Ah.  Yes.  I see now.  It would be useful.  Before I discovered this I
hacked togheter something that seemed to work.  It basically read all
the blocks that it could and save them to a file and note in an easy
to parse format the bad blocks.  I only had 3 after the first go round
(the 512 byte reads did the bulk of the trick, 8k reads died a
horrible death, fsck couldn't cope).  I don't know why 512 byte reads
did it, and I noticed my simple progress meter ran faster or slower
depending on which part of the disk it was on.  Also, PIO mode seemed
to be better at reading the blocks.

I turned the drive off and let it set for a few hours and was able to
recover the last 3 blocks at that time by hand.

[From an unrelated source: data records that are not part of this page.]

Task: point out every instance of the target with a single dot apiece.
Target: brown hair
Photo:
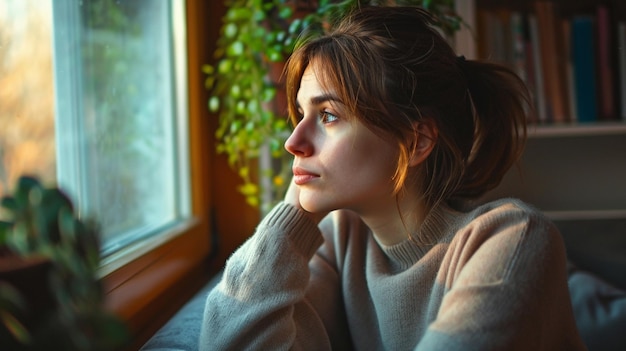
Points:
(392, 69)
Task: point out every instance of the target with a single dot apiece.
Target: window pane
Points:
(26, 92)
(95, 85)
(116, 58)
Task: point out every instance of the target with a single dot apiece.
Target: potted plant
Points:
(256, 38)
(50, 294)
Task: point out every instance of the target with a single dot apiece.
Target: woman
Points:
(380, 242)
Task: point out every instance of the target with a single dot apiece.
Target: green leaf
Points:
(214, 104)
(230, 30)
(285, 12)
(235, 49)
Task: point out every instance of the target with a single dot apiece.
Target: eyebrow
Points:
(316, 100)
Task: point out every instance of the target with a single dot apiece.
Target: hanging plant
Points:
(51, 297)
(256, 38)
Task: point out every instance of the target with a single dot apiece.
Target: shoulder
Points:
(505, 214)
(507, 237)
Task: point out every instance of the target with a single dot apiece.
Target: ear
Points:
(424, 139)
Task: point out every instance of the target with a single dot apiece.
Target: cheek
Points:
(370, 156)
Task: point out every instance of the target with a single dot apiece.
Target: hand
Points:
(293, 197)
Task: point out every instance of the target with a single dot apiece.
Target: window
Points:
(98, 105)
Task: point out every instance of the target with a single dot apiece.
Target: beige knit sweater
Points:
(493, 278)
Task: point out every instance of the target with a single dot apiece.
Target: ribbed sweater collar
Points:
(439, 227)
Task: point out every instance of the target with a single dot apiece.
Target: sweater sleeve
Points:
(261, 301)
(506, 288)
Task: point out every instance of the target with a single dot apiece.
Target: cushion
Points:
(599, 309)
(182, 331)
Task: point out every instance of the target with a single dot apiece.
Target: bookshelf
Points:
(574, 166)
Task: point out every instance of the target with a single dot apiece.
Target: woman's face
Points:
(339, 163)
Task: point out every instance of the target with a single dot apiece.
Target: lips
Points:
(302, 176)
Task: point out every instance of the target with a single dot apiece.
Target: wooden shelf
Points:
(586, 214)
(577, 129)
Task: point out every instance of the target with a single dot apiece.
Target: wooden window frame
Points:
(145, 290)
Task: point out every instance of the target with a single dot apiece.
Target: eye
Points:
(328, 117)
(298, 117)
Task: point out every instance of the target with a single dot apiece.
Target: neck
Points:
(394, 222)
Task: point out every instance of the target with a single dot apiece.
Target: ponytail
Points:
(498, 100)
(393, 69)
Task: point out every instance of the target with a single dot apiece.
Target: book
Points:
(552, 58)
(621, 54)
(606, 101)
(584, 66)
(537, 72)
(566, 27)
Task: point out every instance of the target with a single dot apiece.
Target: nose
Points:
(299, 142)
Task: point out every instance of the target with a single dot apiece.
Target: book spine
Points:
(606, 110)
(552, 58)
(621, 47)
(583, 58)
(539, 90)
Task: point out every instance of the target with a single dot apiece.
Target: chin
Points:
(314, 204)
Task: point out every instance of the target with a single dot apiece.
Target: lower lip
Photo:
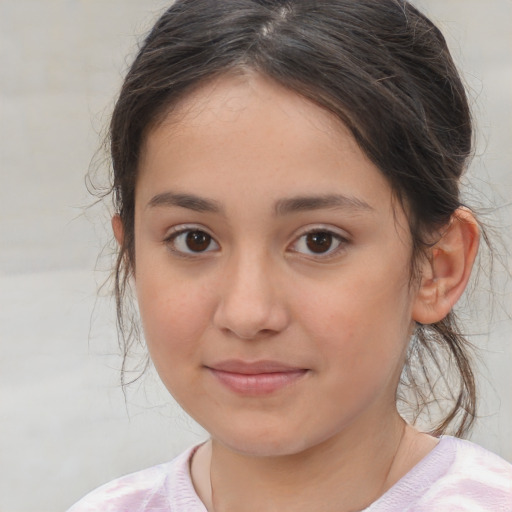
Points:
(259, 383)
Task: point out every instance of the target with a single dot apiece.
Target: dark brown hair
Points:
(384, 70)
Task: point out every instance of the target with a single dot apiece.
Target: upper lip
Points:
(253, 368)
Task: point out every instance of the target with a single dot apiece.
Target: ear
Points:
(446, 270)
(117, 227)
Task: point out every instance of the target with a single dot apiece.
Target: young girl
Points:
(286, 179)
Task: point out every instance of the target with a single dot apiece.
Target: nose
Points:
(251, 305)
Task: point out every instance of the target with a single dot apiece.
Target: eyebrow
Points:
(282, 207)
(334, 201)
(189, 201)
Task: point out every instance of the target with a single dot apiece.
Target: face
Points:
(271, 268)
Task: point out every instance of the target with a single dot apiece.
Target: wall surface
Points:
(65, 426)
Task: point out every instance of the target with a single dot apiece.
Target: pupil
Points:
(198, 241)
(319, 242)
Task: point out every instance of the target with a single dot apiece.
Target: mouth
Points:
(255, 378)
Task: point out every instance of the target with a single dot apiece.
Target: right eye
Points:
(191, 241)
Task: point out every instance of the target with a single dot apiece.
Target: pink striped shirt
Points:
(456, 476)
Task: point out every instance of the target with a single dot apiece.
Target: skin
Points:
(230, 162)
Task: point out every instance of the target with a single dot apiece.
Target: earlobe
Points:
(117, 227)
(447, 268)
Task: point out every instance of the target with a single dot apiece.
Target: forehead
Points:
(249, 129)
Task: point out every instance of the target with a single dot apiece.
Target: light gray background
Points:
(64, 426)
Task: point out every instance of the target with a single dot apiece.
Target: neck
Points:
(344, 474)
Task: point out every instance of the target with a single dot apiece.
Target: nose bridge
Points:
(250, 303)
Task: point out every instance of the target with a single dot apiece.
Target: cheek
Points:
(174, 316)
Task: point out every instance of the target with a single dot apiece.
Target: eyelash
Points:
(173, 238)
(333, 237)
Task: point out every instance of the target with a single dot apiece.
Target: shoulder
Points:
(457, 476)
(476, 479)
(160, 488)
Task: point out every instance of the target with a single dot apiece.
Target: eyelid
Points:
(340, 235)
(175, 231)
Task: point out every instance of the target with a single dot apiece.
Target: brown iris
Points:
(319, 241)
(198, 241)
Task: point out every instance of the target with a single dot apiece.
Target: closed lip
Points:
(254, 367)
(255, 378)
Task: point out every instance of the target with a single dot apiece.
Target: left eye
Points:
(192, 241)
(321, 243)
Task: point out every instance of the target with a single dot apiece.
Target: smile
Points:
(253, 379)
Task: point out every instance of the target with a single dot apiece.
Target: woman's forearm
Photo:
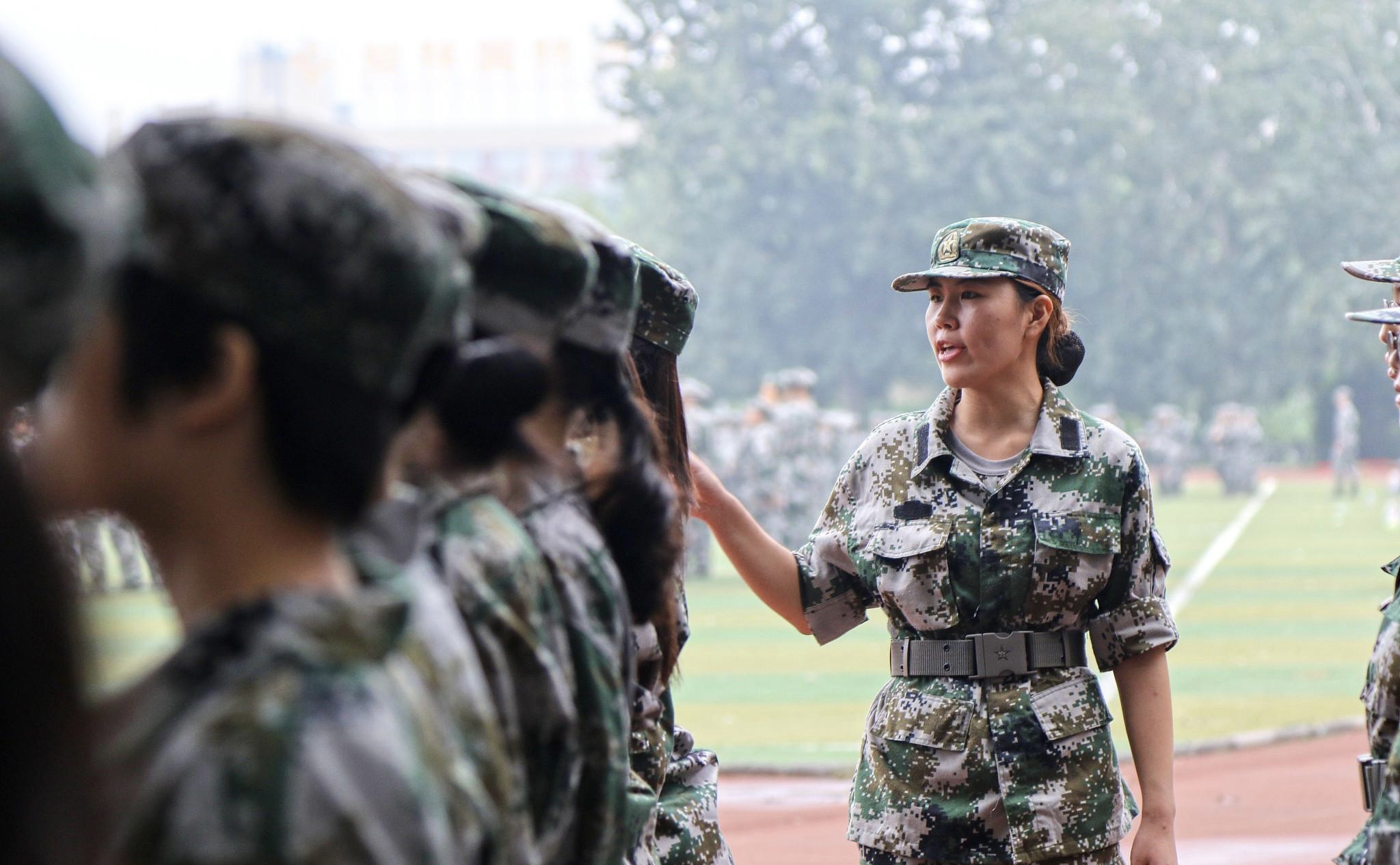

Interestingly enough, once I was able to read an entire partition with
512 byte reads, mount, fsck and some light disk activity seemed to
work with the 8k and 16k read/writes that implied.  This is a stupid
20G toshiba laptop disk that I wouldn't have thought did bad block
remapping.

So I'm now running dump on the resulting file :-)

The only thing I couldn't figure out how to do was to mount the file.
Since I grabbed the disk partition, I wasn't sure I could just use
vnconfig since there was no FreeBSD label on that partition.